- Directed by: Amy Waddell
- Written by: Amy Waddell
- Produced by: Ira Deutchman Wade W. Danielson Amy Waddell
- Starring: Serena Scott Thomas Brett Cullen Grace Zabriskie Timothy V. Murphy Sarah Lassez Yvonne Scio Andrea Morris Lisa Baines Bruce Payne
- Cinematography: Seo Mutarevic
- Edited by: Daniel Lawrence
- Music by: Mark Adler Anthony Marinelli
- Distributed by: Mount Parnassus Pictures MovieHouse Entertainment
- Release date: February 27, 2008 (Sedona International Film Festival);
- Running time: 96 minutes
- Country: United States
- Language: English

= Brothel (film) =

2008 film by Amy Waddell

Brothel is a 2008 film written and directed by Amy Waddell. The film stars Serena Scott Thomas, Brett Cullen, Timothy V. Murphy, and Bruce Payne. The film was filmed in Jerome and Clarkdale, Arizona.

==Plot==

A young couple bought an old house in Jerome, Arizona which used to be a brothel. The husband commits suicide and the wife, Julianne (played by Serena Scott Thomas), attempts to come to terms with her loss and modernize the house.

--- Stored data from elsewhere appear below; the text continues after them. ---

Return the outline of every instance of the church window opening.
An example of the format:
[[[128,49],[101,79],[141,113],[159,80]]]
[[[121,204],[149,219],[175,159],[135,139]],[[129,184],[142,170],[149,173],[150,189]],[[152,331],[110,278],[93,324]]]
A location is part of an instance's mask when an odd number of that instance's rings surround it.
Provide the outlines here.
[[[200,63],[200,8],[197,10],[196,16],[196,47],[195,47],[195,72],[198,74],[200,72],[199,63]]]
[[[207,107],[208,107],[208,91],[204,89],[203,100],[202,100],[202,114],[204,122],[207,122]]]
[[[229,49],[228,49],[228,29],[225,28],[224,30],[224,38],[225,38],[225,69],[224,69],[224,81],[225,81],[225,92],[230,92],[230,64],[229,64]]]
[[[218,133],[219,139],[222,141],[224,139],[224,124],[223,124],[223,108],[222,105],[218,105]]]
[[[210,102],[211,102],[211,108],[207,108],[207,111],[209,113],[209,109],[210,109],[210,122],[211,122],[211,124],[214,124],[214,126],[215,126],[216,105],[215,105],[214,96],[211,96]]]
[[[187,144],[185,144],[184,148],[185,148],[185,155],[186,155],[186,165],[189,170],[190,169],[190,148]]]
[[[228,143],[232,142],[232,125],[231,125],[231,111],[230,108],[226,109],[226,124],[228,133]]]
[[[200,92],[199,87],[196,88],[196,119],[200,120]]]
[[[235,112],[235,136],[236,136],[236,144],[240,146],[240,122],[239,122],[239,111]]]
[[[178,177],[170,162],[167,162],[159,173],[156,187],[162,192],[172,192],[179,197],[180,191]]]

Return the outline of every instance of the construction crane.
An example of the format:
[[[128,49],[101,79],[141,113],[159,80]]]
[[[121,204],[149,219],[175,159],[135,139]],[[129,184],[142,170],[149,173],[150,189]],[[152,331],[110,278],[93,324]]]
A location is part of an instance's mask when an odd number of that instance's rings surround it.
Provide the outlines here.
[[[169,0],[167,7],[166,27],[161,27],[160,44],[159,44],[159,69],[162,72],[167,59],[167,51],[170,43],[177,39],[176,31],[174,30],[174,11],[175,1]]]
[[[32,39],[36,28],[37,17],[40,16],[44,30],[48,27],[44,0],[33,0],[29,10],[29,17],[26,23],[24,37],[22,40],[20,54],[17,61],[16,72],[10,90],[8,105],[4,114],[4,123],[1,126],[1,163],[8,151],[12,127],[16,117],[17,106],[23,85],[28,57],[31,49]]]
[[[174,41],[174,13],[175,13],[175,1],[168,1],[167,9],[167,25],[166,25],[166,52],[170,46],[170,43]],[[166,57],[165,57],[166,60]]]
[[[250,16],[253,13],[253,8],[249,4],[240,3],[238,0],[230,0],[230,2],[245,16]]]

She 'finds the building is still inhabited by the ghosts of prostitutes' and 'that she is being stalked by Death himself (Bruce Payne)'.

==Cast==
- Serena Scott Thomas as Julianne
- Brett Cullen as Avery
- Bruce Payne as Thief/Death
- Grace Zabriskie as Madam Lady Sadie
- Timothy V. Murphy as Gayle/Brian
- Sarah Lassez as Sophie
- Andrea Morris as Maddy
- Lisa Banes as Priscilla
- Yvonne Scio as Maddy

==Reception==

John Reid, who reviewed the film for the Sedona Red Rock News, noted "the density of atmosphere and the intensity of the actors and crew palpable on the set". David Kanowsky, who reviewed the film for Kudos, stated that it was "a very fine ghost story without horror". A contributor to the Independent Film Quarterly described the film as "an erotic indie version of Inception." Steve Miller stated that Brothel "is a great haunted house movie that is rich in atmosphere from beginning to end, yet almost entirely free of elements that are typically associated with the horror genre – jump-scares, bloody gore, and characters doing stupid things just so the plot can keep moving." In his view, it is "a beautiful, well-acted film." Its rating on the Internet Movie Database is 3.6/10.